More recent CENTAURO work shows how structured task coordination can extend into perception-aware execution. De Luca et al. used BehaviorTree.CPP and Groot to manage online replanning and recovery for rough-terrain navigation on the CENTAURO wheeled-legged robot  [55]. They have a robot centaur with four legs with wheels, two arms with hands, and a head. That system is a useful reference point for BT-managed online planning, but it remains navigation only and does not demonstrate fast execution, with real-robot runs reported between 225 s and 335 s. A later paper by Wang et al.  [56] moved into simple loco-manipulation by combining a predefined behavior library with task graphs executed as behavior trees. That paper is especially relevant because perceptual operations such as object detection, grip-force sensing, and visual question answering are inserted into the task structure as authored behaviors, which is a precedent for the scene action idea developed here. The reported real-world execution remains slow, with pick-and-place times of 160.6 s in the nominal case and 203.2 s with failure recovery. Together these structured systems show important pieces of the design space, but they do not establish fast humanoid loco-manipulation with editable authored structure and task-local perception.

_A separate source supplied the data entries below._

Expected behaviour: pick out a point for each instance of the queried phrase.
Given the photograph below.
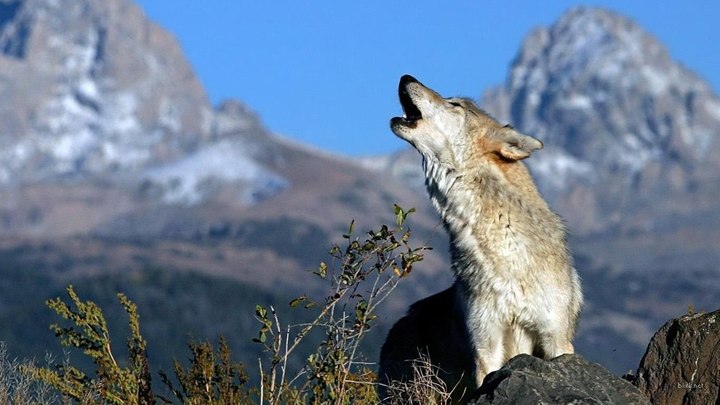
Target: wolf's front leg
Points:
(489, 352)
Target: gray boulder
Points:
(682, 362)
(563, 380)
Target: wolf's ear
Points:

References cited on this page

[15] P. Marion et al., “Director: A user interface designed for robot operation with shared autonomy,” Journal of Field Robotics, vol. 34, no. 2, pp. 262–280, 2017.

[16] P. Schillinger, S. Kohlbrecher, and O. von Stryk, “Human-robot collaborative high-level control with application to rescue robotics,” in 2016 IEEE international conference on robotics and automation (ICRA), 2016, pp. 3898–3905. doi: 10.1109/ICRA.2016.7487584.

[17] S. G. Brunner, F. Steinmetz, R. Belder, and A. Dömel, “RAFCON: A graphical tool for engineering complex, robotic tasks,” in 2016 IEEE/RSJ international conference on intelligent robots and systems (IROS), 2016.

[18] E. Senft et al., “Task-level authoring for remote robot teleoperation,” Frontiers in Robotics and AI, vol. 8, p. 707149, 2021, doi: 10.3389/frobt.2021.707149.

[55] A. De Luca, L. Muratore, and N. G. Tsagarakis, “Autonomous navigation with online replanning and recovery behaviors for wheeled-legged robots using behavior trees,” IEEE Robotics and Automation Letters, vol. 8, no. 10, pp. 6803–6810, 2023, doi: 10.1109/LRA.2023.3313052.